Emma Cooper, one of Hardy Girls Healthy Women’s Girls Advisory Board Members, applied to be a part of International Day of the Girl Speak Out. International Day of the Girl is on October 11, 2013, is a day to recognize and celebrate the activism of girls as agents of change in their lives and their community. The Speak Out will provide a space for girls, like Emma, to engage in global action to speak with governments and United Nations agencies about how governments and agencies can better support the work girls are doing. Check out her interview Emma submitted.

Share the story of your activist project from its beginning until today:

My passion for women’s studies and rights is an insatiable beast that I can’t feed enough. I’ve fed books, essays and plays to the beast. I’ve written emails to politicians explaining why they should advocate for a woman’s right to choose. I’ve had discussions with my friends. I’ve marched for my rights as a girl. For the beast, this is never enough and it never will be. It needs action to fill its grumbling tummy, its never-ending appetite.  This is where my work with the Girls Advisory Board (GAB) of Hardy Girls, Healthy Women (HGHW) comes into play. I joined GAB last year. It seemed to be the perfect place to begin making change happen. The members of GAB are all high school-aged girls with an ardor for action. We act as role models to younger girls and help them to become strong women. Annually, we plan and host the Girl’s Unlimited Conference (GU) and lead workshops within the conference that aim to educate girls. The workshops are on everything from debunking myths about feminism, to redefining beauty, to using theater and story telling as a tool for education and social change.  Being a member of GAB is truly an honor.

What is a core challenge that girls in your community face and how has your project addressed this?

Madison Morin, 11, of Maine, says girls worry too much about conforming. “Why try to do that when you can just stand out? I’m trying to show girls that it shouldn’t always be that way. I’m trying to let people know they should be themselves.” The presentations at the GU Conference inspired Madison to challenge the assumption that girls need to care about thinness, shopping, and “looking hot.” Presentations on female social norms and other topics helped Madison think critically about peer pressure, begin taking risks, and become a leader. She asks her peers questions that aren’t always popular. She wears a “This is What an Activist Looks Like” pin at her school.
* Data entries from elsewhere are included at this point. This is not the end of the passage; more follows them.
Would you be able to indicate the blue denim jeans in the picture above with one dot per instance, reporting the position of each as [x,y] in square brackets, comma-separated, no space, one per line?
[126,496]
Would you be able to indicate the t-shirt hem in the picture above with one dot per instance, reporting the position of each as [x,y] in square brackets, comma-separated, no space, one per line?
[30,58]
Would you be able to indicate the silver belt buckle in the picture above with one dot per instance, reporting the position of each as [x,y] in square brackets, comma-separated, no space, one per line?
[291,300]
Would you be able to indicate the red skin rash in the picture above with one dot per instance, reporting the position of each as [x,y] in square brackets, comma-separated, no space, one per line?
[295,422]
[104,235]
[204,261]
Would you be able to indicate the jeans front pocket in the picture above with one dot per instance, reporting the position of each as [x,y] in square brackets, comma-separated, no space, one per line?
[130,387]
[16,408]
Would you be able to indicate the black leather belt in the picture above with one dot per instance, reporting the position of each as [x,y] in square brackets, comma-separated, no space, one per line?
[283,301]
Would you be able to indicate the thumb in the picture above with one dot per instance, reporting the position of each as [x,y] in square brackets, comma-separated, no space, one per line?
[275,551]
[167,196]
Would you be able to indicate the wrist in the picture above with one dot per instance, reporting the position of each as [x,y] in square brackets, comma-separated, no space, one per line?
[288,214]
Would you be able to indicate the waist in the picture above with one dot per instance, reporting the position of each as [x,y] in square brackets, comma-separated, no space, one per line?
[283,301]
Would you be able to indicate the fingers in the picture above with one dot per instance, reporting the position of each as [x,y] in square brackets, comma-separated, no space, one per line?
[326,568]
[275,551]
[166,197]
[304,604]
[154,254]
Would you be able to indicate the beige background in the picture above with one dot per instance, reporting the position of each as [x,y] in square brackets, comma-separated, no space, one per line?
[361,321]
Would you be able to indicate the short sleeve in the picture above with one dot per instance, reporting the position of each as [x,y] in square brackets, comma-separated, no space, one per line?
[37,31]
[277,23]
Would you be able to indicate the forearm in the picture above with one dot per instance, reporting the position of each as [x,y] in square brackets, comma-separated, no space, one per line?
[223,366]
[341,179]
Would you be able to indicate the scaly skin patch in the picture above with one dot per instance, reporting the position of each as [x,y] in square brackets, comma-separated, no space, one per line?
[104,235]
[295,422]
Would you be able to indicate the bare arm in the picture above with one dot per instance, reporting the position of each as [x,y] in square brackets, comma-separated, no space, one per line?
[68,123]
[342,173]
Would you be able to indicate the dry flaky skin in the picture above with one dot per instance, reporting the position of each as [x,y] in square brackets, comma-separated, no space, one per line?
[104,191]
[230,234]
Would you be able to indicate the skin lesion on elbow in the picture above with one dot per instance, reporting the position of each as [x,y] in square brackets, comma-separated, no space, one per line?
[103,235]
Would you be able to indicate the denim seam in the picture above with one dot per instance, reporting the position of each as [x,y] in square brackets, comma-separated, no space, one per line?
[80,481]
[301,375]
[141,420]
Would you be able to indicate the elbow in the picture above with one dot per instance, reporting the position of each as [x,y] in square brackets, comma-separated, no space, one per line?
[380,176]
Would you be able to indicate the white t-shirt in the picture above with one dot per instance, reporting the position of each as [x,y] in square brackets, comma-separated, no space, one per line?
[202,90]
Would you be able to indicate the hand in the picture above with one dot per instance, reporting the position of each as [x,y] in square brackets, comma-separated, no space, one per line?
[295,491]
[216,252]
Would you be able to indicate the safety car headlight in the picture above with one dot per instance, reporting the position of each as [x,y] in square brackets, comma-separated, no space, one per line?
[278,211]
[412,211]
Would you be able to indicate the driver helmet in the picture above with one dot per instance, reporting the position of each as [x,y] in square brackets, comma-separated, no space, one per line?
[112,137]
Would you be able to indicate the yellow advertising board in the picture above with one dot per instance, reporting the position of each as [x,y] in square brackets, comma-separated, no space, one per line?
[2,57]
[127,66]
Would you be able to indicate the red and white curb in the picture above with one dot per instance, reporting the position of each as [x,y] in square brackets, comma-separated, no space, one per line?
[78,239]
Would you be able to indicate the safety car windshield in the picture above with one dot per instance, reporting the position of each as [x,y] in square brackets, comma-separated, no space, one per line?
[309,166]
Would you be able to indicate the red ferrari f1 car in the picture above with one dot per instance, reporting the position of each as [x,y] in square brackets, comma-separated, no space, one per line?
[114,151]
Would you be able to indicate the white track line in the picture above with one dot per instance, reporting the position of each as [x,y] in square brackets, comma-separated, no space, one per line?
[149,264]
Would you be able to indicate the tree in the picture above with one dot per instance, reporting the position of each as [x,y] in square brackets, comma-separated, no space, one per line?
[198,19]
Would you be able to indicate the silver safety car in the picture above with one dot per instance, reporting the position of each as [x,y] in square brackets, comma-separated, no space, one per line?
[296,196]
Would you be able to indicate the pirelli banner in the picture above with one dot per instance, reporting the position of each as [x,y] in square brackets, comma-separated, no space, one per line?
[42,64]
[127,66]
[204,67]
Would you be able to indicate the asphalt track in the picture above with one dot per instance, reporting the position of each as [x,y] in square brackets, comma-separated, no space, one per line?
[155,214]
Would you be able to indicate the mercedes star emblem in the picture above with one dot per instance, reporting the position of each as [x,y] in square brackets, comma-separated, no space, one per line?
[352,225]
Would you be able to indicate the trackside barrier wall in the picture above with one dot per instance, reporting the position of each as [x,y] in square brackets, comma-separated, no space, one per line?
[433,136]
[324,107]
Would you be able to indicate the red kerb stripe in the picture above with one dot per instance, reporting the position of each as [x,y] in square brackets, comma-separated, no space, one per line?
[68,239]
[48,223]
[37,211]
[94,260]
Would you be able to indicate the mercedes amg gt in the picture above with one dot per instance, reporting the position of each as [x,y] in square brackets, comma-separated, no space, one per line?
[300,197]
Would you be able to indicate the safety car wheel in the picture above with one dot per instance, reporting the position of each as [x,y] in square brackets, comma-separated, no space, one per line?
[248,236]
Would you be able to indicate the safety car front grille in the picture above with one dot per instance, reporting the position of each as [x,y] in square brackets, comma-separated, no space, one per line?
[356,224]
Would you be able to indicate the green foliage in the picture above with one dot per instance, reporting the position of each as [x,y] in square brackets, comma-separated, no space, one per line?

Madison is a Hardy Girl.

What makes your partnership or project unique?

As a little girl, I remember being obsessed with “the older girls.” Everything the older girls told me was Truth. They were who I aspired to be. The partnership between GAB and HGHW is unique because it taps into this admiration.

Tell us about who supports your work in the community and how they support your efforts. How do members of the community contribute to your project?

Hardy Girls provides us with an outlet to be ourselves, and a place to make change happen. They support the GAB’s independent thinking as well as our developing presentations and workshops for girls. For young activists like myself, this little nest of feminists is the perfect place to start speaking out on issues that matter to girls and women. The support system HGHW provides is essential to the work that the members of GAB do.

Additionally, the University of Maine and Colby College have repeatedly donated food, time, space and energy to our efforts. HGHW’s various sponsors also aid us by providing us with the money needed to accomplish our goals.  The Sewell Foundation has funded environmental presentations, and the Bank of Maine helped fund a workshop on financial literacy.  Our families also are huge supporters of what we do in GAB, as are many foundations and individual supporters.

The members of GAB also support each other. In the beginning of each meeting we have a “check in” where we discuss things that have happened in our lives. This check-in is a time for us to show the respect we have for each other. The community is very supportive.

Why do you want to “speak out” to a global audience? How can they support your activism?

Myself, and the members of GAB, want to speak out to a global audience because we want to help create models of GAB in other parts of our country and the world. Since Maine is a rural state, I believe that models of GAB could be replicated in other rural communities around the world. I am interested in exchanging ideas about how to better my work as an activist and to gain a greater knowledge about other activist programs around the world. I believe that out of education comes empowerment and out of empowerment, equality.

Believing in girls and letting them take the reigns helps them develop leadership skills and confidence. Early empowerment strengthens self-esteem. This helps prevent early, unwanted pregnancy, depression, and remaining in abusive relationships. Girls become women who are equipped not only to survive within society’s antiquated ideology of what women should be, but, to change it.

What would you like to gain from this experience?

I dream about creating GAB models that are focused on youth-adult partnerships. I want to encourage people to listen to girls’ thoughts and ideas and to empower them by giving them a place to test those ideas. I want to teach girls that there is nothing wrong with them—that it’s the society we live in that’s the problem.  I want girls to know that they can make a difference, no matter their age. I want them to know that they too can start a revolution and cause a ruckus. I want to change our world.